On other hand, Gingrich is old and lumpy and a party retread who easily lost the 2012 presidential nomination to Mitt Romney, who himself got bludgeoned by Barack Obama. Who exactly is being inspired by Newt Gingrich? Further, he is listed as a speaker on the third day of the convention but with a separate slot reserved for “the nominee for vice president.”
Nonetheless, the volume of reporting suggesting Trump’s interest in Gingrich probably can’t be ignored.
Is he being fucked with? Well, it would be really mean if he was being fucked with.
Chris Christie, New Jersey Governor
Pence met with Trump in his pristine mansion. Gingrich and Sessions took emergency flights to see daddy. Chris Christie, the first major felled Republican candidate to pledge fealty to Trump, uh... talked to Trump on the phone. He’s busy! Maybe it was via FaceTime?

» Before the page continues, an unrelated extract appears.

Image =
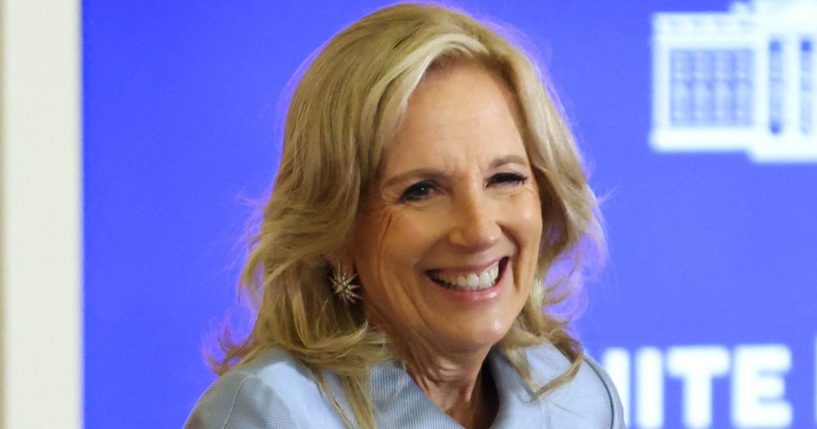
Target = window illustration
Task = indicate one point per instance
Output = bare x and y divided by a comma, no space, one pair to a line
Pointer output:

Though Christie has been a lapdog at Trump’s feet for months, he appears to be on the outside looking in at the vice presidential nomination. Last week brought perhaps the most depressing story of the campaign season, when NJ.com reported that Christie was not going to be Trump’s pick, and further was only being vetted so that he wouldn’t look like a big ol’ chump:
The reason why Christie was asked to fill out the 100 plus pages of disclosure documents?
“They’ve been vetting him (because) it would be embarrassing not to be vetted,” the source said.
Is he being fucked with? Wouldn’t you fuck with Chris Christie?